Bad allocation of large system

Lynn_Huilin_Ye · April 3, 2018, 6:19pm

Dear Lammps users,

I encounter a problem when I run large system with thousands molecules(about 10 million atoms), indicating the information when reading data file:

terminate called after throwing an instance of ‘std::bad_alloc’
what(): std::bad_alloc

I’m sure this is caused by the system size, because when I try a small size system(200 molecules), it works.
I have used ulimit command to enlarge the stack size, but it doesn’t help.

I know the limitation of atom size in lammps is about 20 billion, so I’m confused what causes this problem?

Thanks,
Lynn

akohlmey · April 3, 2018, 6:25pm

Dear Lammps users,

I encounter a problem when I run large system with thousands molecules(about
10 million atoms), indicating the information when reading data file:

terminate called after throwing an instance of 'std::bad_alloc'
what(): std::bad_alloc

I'm sure this is caused by the system size, because when I try a small size
system(200 molecules), it works.
I have used ulimit command to enlarge the stack size, but it doesn't help.

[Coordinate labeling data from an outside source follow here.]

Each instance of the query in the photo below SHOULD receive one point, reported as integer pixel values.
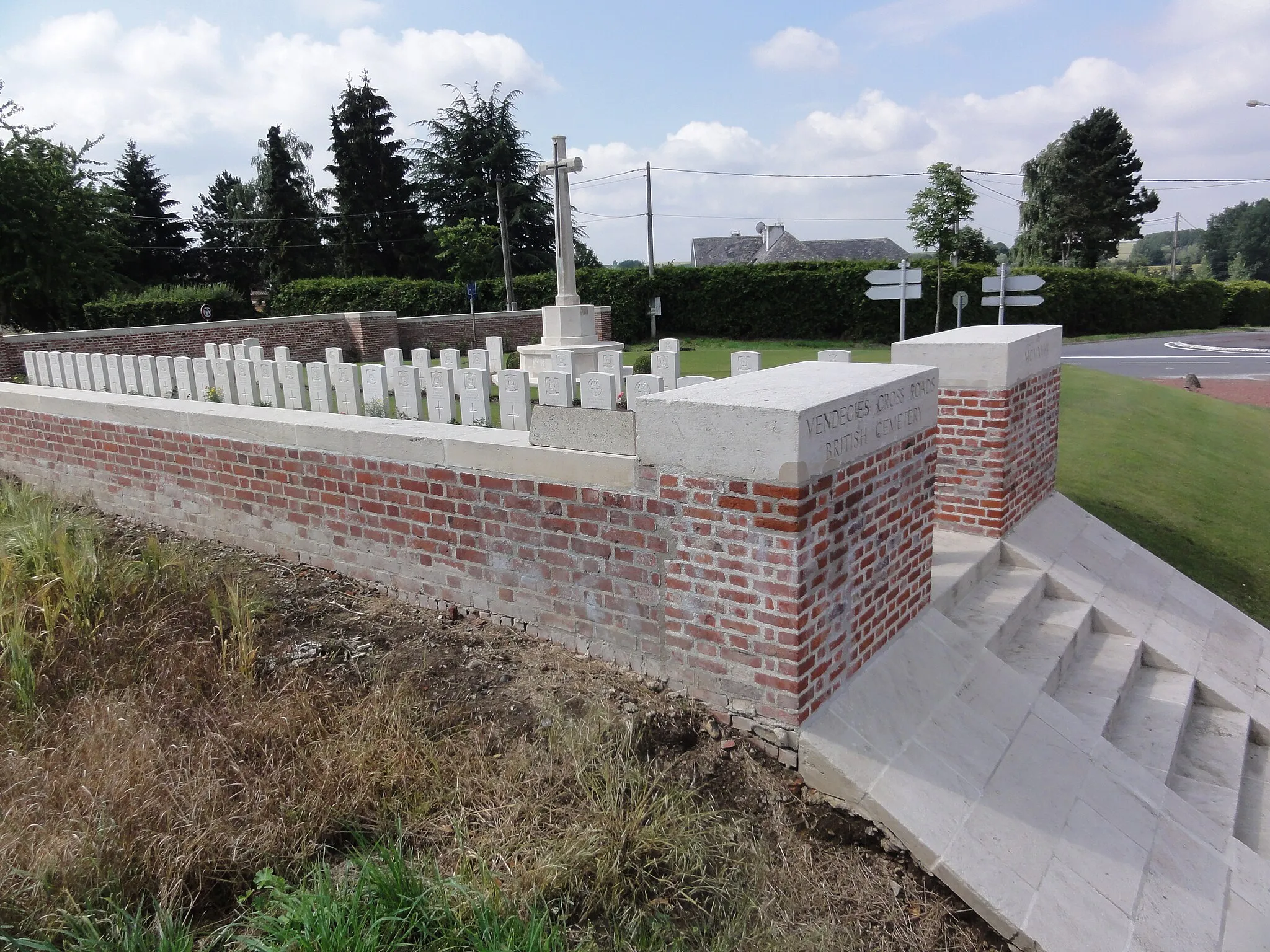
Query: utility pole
(1173, 266)
(648, 191)
(507, 247)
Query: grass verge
(1181, 475)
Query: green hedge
(790, 301)
(167, 305)
(1248, 304)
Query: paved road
(1226, 355)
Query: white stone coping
(30, 342)
(987, 357)
(494, 451)
(786, 425)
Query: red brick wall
(758, 598)
(781, 593)
(997, 454)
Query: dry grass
(169, 752)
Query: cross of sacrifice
(559, 169)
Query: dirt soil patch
(1254, 392)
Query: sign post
(1006, 282)
(895, 284)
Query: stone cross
(559, 169)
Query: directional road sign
(1014, 282)
(1014, 301)
(902, 283)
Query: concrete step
(1046, 644)
(1147, 724)
(998, 606)
(959, 563)
(1099, 677)
(1253, 819)
(1208, 770)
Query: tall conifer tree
(156, 248)
(379, 229)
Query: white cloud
(920, 20)
(175, 86)
(797, 48)
(340, 13)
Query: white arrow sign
(1015, 282)
(890, 276)
(890, 293)
(1014, 301)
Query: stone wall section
(780, 593)
(997, 454)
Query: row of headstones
(239, 374)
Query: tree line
(74, 230)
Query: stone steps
(1208, 771)
(1147, 723)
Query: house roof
(748, 249)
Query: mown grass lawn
(1181, 474)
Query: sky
(762, 89)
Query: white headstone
(666, 364)
(149, 375)
(513, 399)
(642, 385)
(247, 390)
(269, 380)
(441, 395)
(115, 374)
(131, 375)
(225, 380)
(183, 377)
(562, 361)
(375, 389)
(322, 394)
(84, 369)
(97, 364)
(70, 376)
(610, 362)
(474, 397)
(201, 369)
(408, 389)
(746, 362)
(295, 394)
(556, 389)
(833, 357)
(349, 390)
(167, 377)
(393, 359)
(598, 391)
(494, 348)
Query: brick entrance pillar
(801, 503)
(998, 420)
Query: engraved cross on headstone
(559, 169)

I know the limitation of atom size in lammps is about 20 billion, so I'm
confused what causes this problem?

that limit is 2 billion atoms per processor. however, that is due to
indexing with 32-bit integers.
however, the exception you are showing happens, because you are
running out of memory or address space.

what platform are you running on? also, how much RAM does your machine have?
you are possibly running of of memory when allocating neighbor lists.
you need storage for several hundred atom indices per atom.
that may put you over the top with in a 32-bit environment.

axel.

Lynn_Huilin_Ye · April 3, 2018, 6:56pm

Hi Axel,

Many thanks for your answer. I ran the program in Stampede2, and the details is as follows:

Model: | Intel Xeon Platinum 8160 (“Skylake”) |

| - |
Total cores per SKX node: | 48 cores on two sockets (24 cores/socket) |
Hardware threads per core: | 2 |
Hardware threads per node: | 48 x 2 = 96 |
Clock rate: | 2.1GHz nominal (1.4-3.7GHz depending on instruction set and number of active cores) |
RAM: | 192GB (2.67GHz) |
Cache: | 32KB L1 data cache per core; 1MB L2 per core; 33MB L3 per socket. Each socket can cache up to 57MB (sum of L2 and L3 capacity). |
Local storage: | 144GB /tmp partition on a 200GB SSD. Size of /tmp partition as of 14 Nov 2017. |

As for my program, I used 12 nodes to perform the system with 10 million atoms. And they are read from data file in molecular type, including bond, angle etc…
According to the platform, do you think what’s the problem?

Thanks,
Lynn

akohlmey · April 4, 2018, 2:41am

Hi Axel,

Many thanks for your answer. I ran the program in Stampede2, and the
details is as follows:

Model: Intel Xeon Platinum 8160 ("Skylake")
Total cores per SKX node: 48 cores on two sockets (24 cores/socket)
Hardware threads per core: 2
Hardware threads per node: 48 x 2 = 96
Clock rate: 2.1GHz nominal (1.4-3.7GHz depending on instruction set and
number of active cores)
RAM: 192GB (2.67GHz)
Cache: 32KB L1 data cache per core; 1MB L2 per core; 33MB L3 per socket.
Each socket can cache up to 57MB (sum of L2 and L3 capacity).
Local storage: 144GB /tmp partition on a 200GB SSD. Size of /tmp partition
as of 14 Nov 2017.
As for my program, I used 12 nodes to perform the system with 10 million
atoms. And they are read from data file in molecular type, including bond,
angle etc...
According to the platform, do you think what's the problem?

i don't know for certain what the problem is, but it is most likely
somewhere between your chair and your screen.
there are *so* many ways to mess things up and without a crystal ball it is
difficult to say from remote what is wrong.
perhaps you can get some help from the user support folks at TACC?

axel